Papan Penunjuk Kurs Rusak, Penukar Uang Kudu Nanya

Masyarakat Masih Pantau Turunnya Rupiah

Senin, 05 Maret 2018, 11:08 WIB
Papan Penunjuk Kurs Rusak, Penukar Uang Kudu Nanya
Foto/Net
rmol news logo Tingginya nilai tukar dolar Amerika Serikat (AS) terhadap rupiah, tak membuat tempat penukaran valuta asing (valas) alias money changer ramai. Padahal. mata uang dolar AS ke rupiah dihargai Rp 13.785 hingga Rp 13.925 per dolar.  

 Sepinya pengunjung terlihat di salah satu money changer, PT Naila Valasindo yang berada di kawasan Ciputat, Tangerang Selatan (Tangsel), Jumat (2/3). Pengunjung yang mendatangikantor tiga lantai itu sepi. Karena sepi, beberapa karyawan memilih duduk santai sembari menunggu orang yang datang.

"Sejak Rabu (28/2), sudah sepi. Soalnya, masyarakat masih menunggu pergerakan dolar," ujar Budi, salah satu karyawan, PT Naila Valasindo di kawasan Ciputat, Jumat (2/3).

Hari itu, di PT Naila Valasindo, dolar Amerika dijual Rp 13.785, kurs beli Rp 13.750, sementara kurs mata uang asing lainnya tetap stabil, tidak ada kenaikan yang signifikan. Namun, nilai kurs rupiah yang ditawarkan perusahaan penukaran uang itu, tidak ditampilkan di papan informasi yang tersedia.

Pasalnya, papan petunjuk kurs yang ada rusak dan tidak diper­barui setiap harinya. Walhasil, setiap orang harus bertanya terlebih dahulu ke karyawan bila ingin menukarkan uang asing­nya. "Sekarang, paling banyak 15 orang. Padahal sebelum dolar naik, bisa sampai 30 orang yang menukarkan uang asingnya di sini," ucap Budi.

Berdasarkan pantauan hari itu, di sejumlah bank nasional, bahkan sudah dibanderol di atas Rp 13.900 per dolar AS.

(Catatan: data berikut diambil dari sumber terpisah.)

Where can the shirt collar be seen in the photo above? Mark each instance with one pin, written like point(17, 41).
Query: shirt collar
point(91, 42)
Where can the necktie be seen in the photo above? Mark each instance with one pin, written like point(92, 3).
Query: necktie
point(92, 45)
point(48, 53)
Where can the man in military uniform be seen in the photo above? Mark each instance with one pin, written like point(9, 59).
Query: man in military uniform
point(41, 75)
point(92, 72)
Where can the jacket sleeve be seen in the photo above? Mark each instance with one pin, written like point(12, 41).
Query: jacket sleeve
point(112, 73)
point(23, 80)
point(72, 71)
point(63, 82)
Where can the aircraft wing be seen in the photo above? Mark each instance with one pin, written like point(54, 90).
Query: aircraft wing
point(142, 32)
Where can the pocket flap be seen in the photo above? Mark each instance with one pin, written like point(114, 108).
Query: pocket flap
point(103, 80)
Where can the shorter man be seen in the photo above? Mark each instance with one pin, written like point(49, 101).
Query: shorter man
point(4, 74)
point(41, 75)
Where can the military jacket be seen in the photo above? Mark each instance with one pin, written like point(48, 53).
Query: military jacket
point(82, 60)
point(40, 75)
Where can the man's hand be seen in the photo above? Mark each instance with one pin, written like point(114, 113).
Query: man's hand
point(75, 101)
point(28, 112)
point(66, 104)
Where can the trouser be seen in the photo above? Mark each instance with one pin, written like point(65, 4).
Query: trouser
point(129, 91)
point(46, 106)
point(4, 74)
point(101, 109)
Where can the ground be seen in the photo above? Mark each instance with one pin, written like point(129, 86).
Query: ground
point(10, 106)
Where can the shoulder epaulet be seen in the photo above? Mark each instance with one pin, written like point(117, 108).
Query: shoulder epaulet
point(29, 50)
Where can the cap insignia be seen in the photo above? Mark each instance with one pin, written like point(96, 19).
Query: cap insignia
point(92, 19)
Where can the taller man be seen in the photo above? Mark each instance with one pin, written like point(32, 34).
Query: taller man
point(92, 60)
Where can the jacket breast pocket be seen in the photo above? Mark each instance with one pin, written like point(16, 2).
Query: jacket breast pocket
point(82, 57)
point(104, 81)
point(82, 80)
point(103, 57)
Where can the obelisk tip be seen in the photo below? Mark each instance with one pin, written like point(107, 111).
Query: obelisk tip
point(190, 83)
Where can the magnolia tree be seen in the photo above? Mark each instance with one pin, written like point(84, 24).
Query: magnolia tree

Berdasarkan, kurs jual Bank Central Asia, Jumat, 2 Maret 2018, dolar AS dijual seharga Rp 13.807. Sementara itu, kurs beli dipatok Rp 13.791 per dolar AS.

Masih pada Jumat itu, rata-rata kurs di bank-bank pelat merah pun sudah mencapai ang­ka tersebut. Di Bank Mandiri, dolar dibanderol Rp 13.815, dengan kurs beli Rp 13.775 per dolar AS. Kemudian, di Bank Negara Indonesia (BNI), dolar AS dijual senilai Rp 13.920 dan dibeli seharga Rp 13.675 per dolar AS.

Berdasarkan kurs referensi Jakarta Interbank Spot Dollar Rate (Jisdor), dolar AS rata-rata diperdangan antar bank diban­derol Rp 13.793. Menguat 86 poin dibanding perdagangan Kamis (1/3) yang dibanderol Rp 13.707.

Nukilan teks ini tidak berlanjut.